Jim Webb – Poor Jim. He apparently has been trapped perpetually in the year 1987 because he was so out-of-place on that stage it was absurd. And by absurd I mean he was the only one who made any real sense when talking about issues that really matter, particularly national security and foreign policy. When asked what was the greatest threat we faced, he got a slight dig in at Hillary Clinton when he mentioned that cyber terrorism was a major threat. Unfortunately, hardly anybody heard him because the audience was still whooping it up over Bernie Sanders goofball answer of climate change as the greatest threat we face. The Democrat Party you remember Jim, is gone. It has been replaced by the party that needs to be asked if they support capitalism.

Martin O’Malley – O’Malley is a better looking and more in shape version of the movie character Del Griffith from ‘Planes, Trains And Automobiles.’ Remember when Neal Page was saying to Del, “… and someone who will listen to your boring stories. I mean, didn’t you notice on the plane when you started talking, eventually I started reading the vomit bag?
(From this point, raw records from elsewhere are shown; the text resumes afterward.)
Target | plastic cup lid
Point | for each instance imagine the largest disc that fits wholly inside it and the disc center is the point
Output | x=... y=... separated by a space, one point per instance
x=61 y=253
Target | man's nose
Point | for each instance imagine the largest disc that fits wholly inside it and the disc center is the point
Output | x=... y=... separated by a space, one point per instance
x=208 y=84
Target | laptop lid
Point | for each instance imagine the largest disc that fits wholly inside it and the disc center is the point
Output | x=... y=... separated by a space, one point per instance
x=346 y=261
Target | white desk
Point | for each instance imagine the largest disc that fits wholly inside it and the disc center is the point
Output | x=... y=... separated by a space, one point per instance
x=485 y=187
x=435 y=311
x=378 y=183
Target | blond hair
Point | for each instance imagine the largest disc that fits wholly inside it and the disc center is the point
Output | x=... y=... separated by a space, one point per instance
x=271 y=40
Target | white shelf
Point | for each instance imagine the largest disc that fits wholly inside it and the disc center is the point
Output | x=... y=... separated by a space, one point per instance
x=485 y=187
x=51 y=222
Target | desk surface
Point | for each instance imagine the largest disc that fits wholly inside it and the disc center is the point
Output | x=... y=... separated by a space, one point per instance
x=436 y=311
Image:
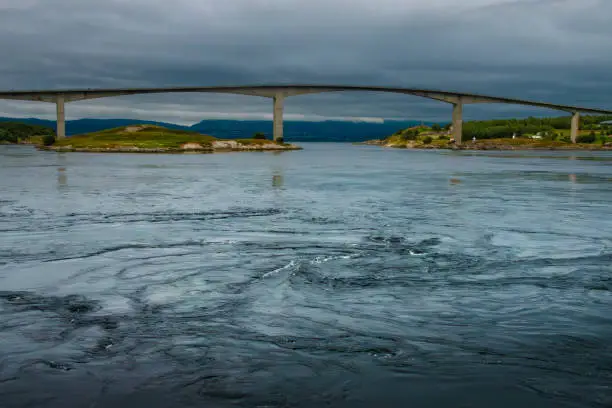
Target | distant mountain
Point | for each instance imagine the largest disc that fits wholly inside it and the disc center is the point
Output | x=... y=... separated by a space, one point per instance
x=79 y=126
x=303 y=131
x=295 y=131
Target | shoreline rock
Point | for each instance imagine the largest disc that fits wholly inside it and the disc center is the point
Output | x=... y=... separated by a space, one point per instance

Didn’t that give you some sort of clue, like hey, maybe this guy is not enjoying it?” That’s precisely how I felt every time O’Malley opened his mouth. He was so boring he barely got applause from a friendly audience of left-wing liberals. I was thinking to myself, “This is the guy who had a character (Tommy Carcetti) based on him in The Wire?” The only resemblance to O’Malley and the character of Carcetti was that they were both Mayors of Baltimore.

Bernie Sanders – I cannot stand Donald Trump, but at least he’s interesting to watch. Bernie Sanders is like Archie Bunker if you took away the bigotry in addition to every single possible interesting thing about Archie Bunker. All you’re left with is an old loudmouth socialist screaming about “OLIGOCKS!” in our midst. Sanders had a chance to differentiate himself from Hillary but instead, decided to give her an out when he declared, “Nobody cares about the damn emails!” much to the delight of the crowd and Hillary, whose circuitry almost overloaded with the smile she had on her face. Bernie Sanders basically admitted he’s not in this race to win the Presidency.

After nearly two and half hours, it was finally over and my ears and eyes were given some sweet relief. The only part of this debate I enjoyed (aside from it ending) was when they returned from break around 10:30pm EST. Anderson Cooper made an obvious reference to the old coots having to run off to bathroom for a pee break during the commercial.

 

If you were one of the many millions of Americans who did not watch the debate last night, consider yourself lucky.